So here is the first update from Moscow. You ask why I am writing it at 1:18 am – the answer is part of the life of couples separated by oceans: I am waiting for Peter to get home from work and call. I just talked to him on ICQ but there is only one computer in the house with a working internet line and I am not the only one who needs the computer.
Two full days in Moscow and already I have seen and learned a lot. At this rate, I can’t imagine how much it is possible to learn in a month.
- The escalators in the Metro remind me of 1989 in Moscow with Peter. So do young kissing couples in the subway. Though I haven’t yet seen any kissing on the escalators like we did.
- The subways are perfectly beautiful. Every one is different with amazing decorations and style. You can ascend the escalator into a white ivory dome and walk past stained glass windows hanging on the wall. And those are the most mundane subway experiences.
- I haven’t even begun to make out the metro yet – but there are two destinations I know how to get to and they both require the same subway trip of bear to the left, two stops, transfer, one stop. One requires only going to the left and crossing the street. The other involves an underpass, a right turn and a left turn. ?
- Language is much easier than I had feared. Three years ago the signs on the street made me tired trying to decipher them. Now they don’t take any energy to understand. I get the biggest thrill when I recognize a new work somewhere, like this evening walking home from the subway we passed the “парикмахерская” meaning barber.
- Spoken language is also not as hard as I thought. It seems to me it is like this: When you don’t really have to speak another language but you do, it takes energy and will power because you are trying to get it right. When you have no choice but to speak a language, you very soon start doing it without energy and will power because 1) you have to 2) you are going to make mistakes no matter what you do 3) people don’t have all day to wait around until you have found all the right words. Therefore, you just speak.
- I, of course, by no means understand everything everyone says. I walk a narrow line in this regard: I want people to speak freely with me, so I often let them know I understand when I am only just starting to understand because to interrupt with a “what?” will only disrupt their speaking and my understanding. On the other hand, I don’t want to let people think that I have understood something that I haven’t. So I hover somewhere in this range most of the time. It is something like playing catch with multiple balls. Someone starts throwing you a series of balls and you must let them know you are catching them (i.e. you are in the process) before all the balls physically get to you. So really you have no idea if you will catch them all when you indicate you are catching them. This isn’t bad in many cases. However with jokes it doesn’t work at all. If you understand everything except the punch line, you haven’t understood anything.
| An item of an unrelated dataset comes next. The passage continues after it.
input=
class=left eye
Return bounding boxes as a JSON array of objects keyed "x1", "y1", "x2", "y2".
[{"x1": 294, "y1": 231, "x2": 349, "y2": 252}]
- Still, everyday is hard work and I come home at night pleased simply that I have made it through the day, learning as much as I can.
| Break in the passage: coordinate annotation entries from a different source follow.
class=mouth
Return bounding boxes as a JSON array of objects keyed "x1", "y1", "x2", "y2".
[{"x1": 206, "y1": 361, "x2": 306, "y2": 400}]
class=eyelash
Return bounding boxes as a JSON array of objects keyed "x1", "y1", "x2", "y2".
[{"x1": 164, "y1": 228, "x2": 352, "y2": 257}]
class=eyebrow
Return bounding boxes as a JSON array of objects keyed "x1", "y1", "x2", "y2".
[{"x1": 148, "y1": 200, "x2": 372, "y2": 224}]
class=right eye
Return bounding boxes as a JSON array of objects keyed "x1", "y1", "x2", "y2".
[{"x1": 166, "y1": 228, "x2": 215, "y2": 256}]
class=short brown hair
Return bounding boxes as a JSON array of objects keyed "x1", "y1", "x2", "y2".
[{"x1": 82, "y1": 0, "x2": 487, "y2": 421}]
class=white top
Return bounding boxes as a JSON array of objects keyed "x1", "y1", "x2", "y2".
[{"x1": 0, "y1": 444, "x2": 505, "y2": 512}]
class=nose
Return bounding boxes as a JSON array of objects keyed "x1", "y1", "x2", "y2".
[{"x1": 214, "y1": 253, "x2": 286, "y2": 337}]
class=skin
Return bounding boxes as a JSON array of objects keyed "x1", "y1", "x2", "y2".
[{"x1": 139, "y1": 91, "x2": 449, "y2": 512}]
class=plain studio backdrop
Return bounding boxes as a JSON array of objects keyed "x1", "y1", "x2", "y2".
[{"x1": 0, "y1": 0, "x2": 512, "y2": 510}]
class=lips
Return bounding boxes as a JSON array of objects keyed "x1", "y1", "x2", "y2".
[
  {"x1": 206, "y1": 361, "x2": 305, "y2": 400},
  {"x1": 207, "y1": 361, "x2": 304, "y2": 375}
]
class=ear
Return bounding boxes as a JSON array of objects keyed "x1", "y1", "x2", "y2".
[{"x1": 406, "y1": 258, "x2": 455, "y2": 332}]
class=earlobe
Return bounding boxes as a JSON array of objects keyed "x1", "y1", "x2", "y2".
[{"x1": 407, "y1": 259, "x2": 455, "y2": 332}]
It is of course always harder for me to write about serious things than the mechanics of life. But, the work of the organizations I have been to is very serious and important.
In the last two days I have visited three offices (whose organizations are closely interconnected), been to one round table and one wedding celebration.
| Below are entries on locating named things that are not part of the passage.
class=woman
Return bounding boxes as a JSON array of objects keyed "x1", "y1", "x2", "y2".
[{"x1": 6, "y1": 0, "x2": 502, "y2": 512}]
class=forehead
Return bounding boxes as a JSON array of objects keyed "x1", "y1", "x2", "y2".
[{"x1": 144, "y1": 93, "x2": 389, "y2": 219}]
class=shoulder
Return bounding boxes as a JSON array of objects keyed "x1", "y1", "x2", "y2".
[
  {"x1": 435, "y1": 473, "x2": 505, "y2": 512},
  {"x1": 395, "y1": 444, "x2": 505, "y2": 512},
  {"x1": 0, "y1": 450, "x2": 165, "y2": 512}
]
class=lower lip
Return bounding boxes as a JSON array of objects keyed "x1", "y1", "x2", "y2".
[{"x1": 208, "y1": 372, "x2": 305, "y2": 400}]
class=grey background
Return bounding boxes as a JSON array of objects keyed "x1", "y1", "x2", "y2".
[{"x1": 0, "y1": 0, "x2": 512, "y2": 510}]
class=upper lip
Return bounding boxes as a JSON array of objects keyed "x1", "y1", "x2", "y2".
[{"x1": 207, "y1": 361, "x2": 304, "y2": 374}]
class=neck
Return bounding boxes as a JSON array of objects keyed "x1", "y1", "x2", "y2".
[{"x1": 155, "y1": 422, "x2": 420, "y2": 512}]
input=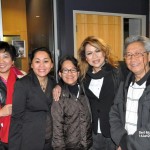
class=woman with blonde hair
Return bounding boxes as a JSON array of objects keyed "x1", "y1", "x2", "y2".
[{"x1": 78, "y1": 36, "x2": 121, "y2": 150}]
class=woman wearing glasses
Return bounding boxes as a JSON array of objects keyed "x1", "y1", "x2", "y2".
[{"x1": 51, "y1": 56, "x2": 92, "y2": 150}]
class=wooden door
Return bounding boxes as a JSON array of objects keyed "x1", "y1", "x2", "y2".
[{"x1": 76, "y1": 13, "x2": 122, "y2": 60}]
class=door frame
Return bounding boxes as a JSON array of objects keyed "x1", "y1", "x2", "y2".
[{"x1": 73, "y1": 10, "x2": 146, "y2": 59}]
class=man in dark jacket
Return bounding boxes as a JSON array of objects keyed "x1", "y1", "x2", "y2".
[{"x1": 110, "y1": 36, "x2": 150, "y2": 150}]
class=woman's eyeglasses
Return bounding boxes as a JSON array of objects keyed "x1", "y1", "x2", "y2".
[{"x1": 61, "y1": 68, "x2": 78, "y2": 74}]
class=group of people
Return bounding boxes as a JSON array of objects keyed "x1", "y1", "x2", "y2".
[{"x1": 0, "y1": 35, "x2": 150, "y2": 150}]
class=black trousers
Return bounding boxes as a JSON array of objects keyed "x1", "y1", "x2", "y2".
[{"x1": 91, "y1": 133, "x2": 116, "y2": 150}]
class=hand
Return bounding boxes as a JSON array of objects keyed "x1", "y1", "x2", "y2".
[
  {"x1": 117, "y1": 146, "x2": 121, "y2": 150},
  {"x1": 53, "y1": 85, "x2": 61, "y2": 101},
  {"x1": 0, "y1": 104, "x2": 12, "y2": 117}
]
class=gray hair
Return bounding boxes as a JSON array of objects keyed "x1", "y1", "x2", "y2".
[{"x1": 125, "y1": 35, "x2": 150, "y2": 52}]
- The first office is home to the Migration Rights Network, a program of Memorial Human Rights Center, which is a network of lawyers throughout Russia who provide legal assistance to refugees, internally displaced persons, and others. For this organization, I have started editing an English translation of a document on the guiding principles of dealing with internally displaced persons and how they are embodied in the Russian Constitution but not in practice.
- Memorial Human Rights Center was the second office I visited. Memorial has a library, museum, archive and great staff dedicated to the memory of what happened and who died during the Soviet repression, especially in the camps (the Gulag) and during Stalin’s time. The small part of their collection that I saw is extremely moving. Memorial also has programs actively protecting human rights in Russia, including the Migration Rights Network.
- The third office I visited was the Civic Assistance Committee, where refugees come for legal advice and support, material goods such as clothes and shoes, and much more. It was amazing to be there. It was extremely crowded and busy, moving at a non-stop pace. People getting shoes, asking for money for hospital bills, asking for help getting a passport or registration. For this organization, I may help out teaching English to refugee children & youth.
- The round table discussion was on film and terrorism and my mother-in-law spoke there.
- The wedding celebration was at Memorial between a Russian woman and a Chechen man – quite a big deal during war time – and it was quite beautiful.
- And in all this, I have gotten to spend quite a lot of time with Peter’s mother – who is head of the first program, a leading person at the second and one of the founding directors of the third. It has been great!
Tomorrow (actually today) is Saturday. Time to finish one paper for school, get a better grasp on getting around Moscow, see some friends, and maybe relax a little and hang out with my mother- & father-in-law.